Sa configuration de base pour faire cours sans détails techniques :


Intel Core i7
32 Gb RAM
SSD 2 To
AMD Radeon Pro 580 8gb

Mon problème est celui ci :

Je souhaite passer par BootCamp afin de jouer à quelques jeux, cependant après l’installation tout se déroule bien, Windows fonctionne, pilote à jours, mais dès lors que je lance un quelconques jeux,
Il marche pendant quelques minutes puis plante ensuite avec un message du type : 
Le pilote graphique a plantée, veuillez redémarrer.

Tentative d’installation de pilotes antérieurs, nouveau et rien ni change. Peut importe le jeux, dès lors que la ventilation se lance, dès que les performances commence à être utilisé, il crash.

Quelqu’un a t’il déjà eu ce problème et surtout une résolution ?
J’espère avoir été clair !

Merci,
Bien cordialement


----------



## RubenF (16 Avril 2020)

essaie d’installer Catalyst ou l’equivalence actuelle je ne connais plus son nom, ça devrait aider je me souviens avoir eu le même soucis que toi avec mon Ancien Macbook Pro avec une GT750M une fois que GeForce Expérience était installé je n’ai jamais plus eu de soucis.


----------



## Blqmdr (16 Avril 2020)

RubenF a dit:


> essaie d’installer Catalyst ou l’equivalence actuelle je ne connais plus son nom, ça devrait aider je me souviens avoir eu le même soucis que toi avec mon Ancien Macbook Pro avec une GT750M une fois que GeForce Expérience était installé je n’ai jamais plus eu de soucis.
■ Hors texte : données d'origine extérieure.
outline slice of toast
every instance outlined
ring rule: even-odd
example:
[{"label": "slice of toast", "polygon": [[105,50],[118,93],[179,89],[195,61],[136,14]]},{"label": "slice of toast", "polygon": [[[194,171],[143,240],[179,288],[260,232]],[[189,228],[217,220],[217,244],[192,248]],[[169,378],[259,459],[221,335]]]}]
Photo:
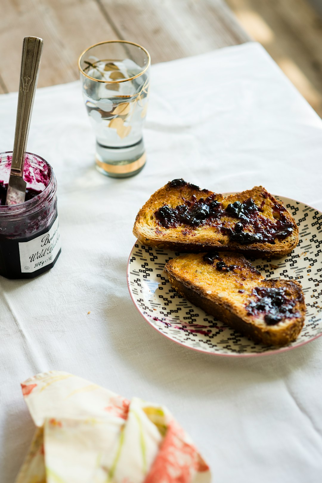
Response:
[{"label": "slice of toast", "polygon": [[133,233],[143,244],[175,251],[215,249],[280,258],[298,242],[295,220],[263,186],[224,198],[174,180],[152,195]]},{"label": "slice of toast", "polygon": [[303,326],[300,284],[266,280],[243,255],[189,254],[169,260],[165,271],[179,294],[256,341],[285,345]]}]

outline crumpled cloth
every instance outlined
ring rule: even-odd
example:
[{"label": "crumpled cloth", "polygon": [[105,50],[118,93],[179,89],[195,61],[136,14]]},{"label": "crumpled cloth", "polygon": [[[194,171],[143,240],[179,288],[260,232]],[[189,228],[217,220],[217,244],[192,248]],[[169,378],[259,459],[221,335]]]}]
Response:
[{"label": "crumpled cloth", "polygon": [[21,384],[37,426],[16,483],[208,483],[208,465],[164,406],[68,372]]}]

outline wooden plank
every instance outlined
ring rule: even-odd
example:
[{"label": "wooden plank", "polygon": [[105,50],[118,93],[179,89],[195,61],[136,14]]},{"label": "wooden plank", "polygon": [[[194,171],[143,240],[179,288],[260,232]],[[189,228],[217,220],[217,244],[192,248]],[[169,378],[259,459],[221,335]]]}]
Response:
[{"label": "wooden plank", "polygon": [[7,0],[1,14],[0,85],[5,92],[18,89],[26,35],[44,40],[39,87],[79,78],[77,62],[83,50],[117,36],[95,0]]},{"label": "wooden plank", "polygon": [[226,0],[244,28],[261,42],[322,116],[322,19],[306,0]]},{"label": "wooden plank", "polygon": [[250,40],[222,0],[96,0],[120,38],[145,47],[153,63]]}]

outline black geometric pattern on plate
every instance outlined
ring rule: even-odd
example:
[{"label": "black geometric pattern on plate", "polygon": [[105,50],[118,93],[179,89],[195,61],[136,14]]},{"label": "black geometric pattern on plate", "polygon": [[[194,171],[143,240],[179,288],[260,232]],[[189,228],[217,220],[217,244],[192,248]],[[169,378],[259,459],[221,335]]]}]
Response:
[{"label": "black geometric pattern on plate", "polygon": [[[299,227],[299,243],[279,260],[250,258],[267,278],[297,280],[307,306],[297,339],[283,347],[256,343],[179,295],[164,273],[165,263],[179,253],[138,242],[129,258],[127,282],[138,310],[162,334],[187,347],[212,354],[249,356],[281,352],[322,335],[322,213],[302,203],[277,197]],[[277,267],[277,268],[276,268]]]}]

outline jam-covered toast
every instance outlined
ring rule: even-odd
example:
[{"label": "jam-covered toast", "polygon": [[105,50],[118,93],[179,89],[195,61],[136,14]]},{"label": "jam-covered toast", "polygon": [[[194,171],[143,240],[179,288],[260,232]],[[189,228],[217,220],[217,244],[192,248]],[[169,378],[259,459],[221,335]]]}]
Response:
[{"label": "jam-covered toast", "polygon": [[303,327],[300,284],[267,280],[242,255],[188,254],[169,260],[165,271],[179,294],[256,341],[285,345]]},{"label": "jam-covered toast", "polygon": [[241,252],[280,258],[298,242],[298,228],[263,186],[225,198],[174,180],[140,210],[133,233],[141,243],[175,251]]}]

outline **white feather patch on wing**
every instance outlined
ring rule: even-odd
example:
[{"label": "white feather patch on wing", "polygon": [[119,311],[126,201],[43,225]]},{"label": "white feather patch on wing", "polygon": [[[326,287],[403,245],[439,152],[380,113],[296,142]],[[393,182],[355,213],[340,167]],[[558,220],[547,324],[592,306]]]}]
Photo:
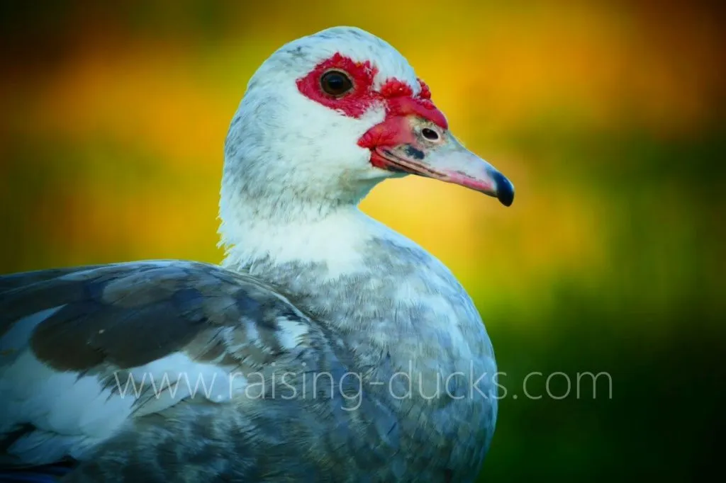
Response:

Tentative effectué ! Et ça n’a aussi rien donné du tout, le pilote graphique crash encore et encore...


----------



## RubenF (17 Avril 2020)

Blqmdr a dit:


> Tentative effectué ! Et ça n’a aussi rien donné du tout, le pilote graphique crash encore et encore...


Bizarre, tu as une version officielle de Windows 10 ? peut être un Daemon qui fout la merde


----------



## Blqmdr (17 Avril 2020)

RubenF a dit:


> Bizarre, tu as une version officielle de Windows 10 ? peut être un Daemon qui fout la merde


Version officiel avec licence ! Windows 10 Pro, après peut être le fait de passer sur un Win 10 Famille ou autre pourrait arranger les choses ?


----------



## Locke (17 Avril 2020)

Blqmdr a dit:


> Version officiel avec licence ! Windows 10 Pro, après peut être le fait de passer sur un Win 10 Famille ou autre pourrait arranger les choses ?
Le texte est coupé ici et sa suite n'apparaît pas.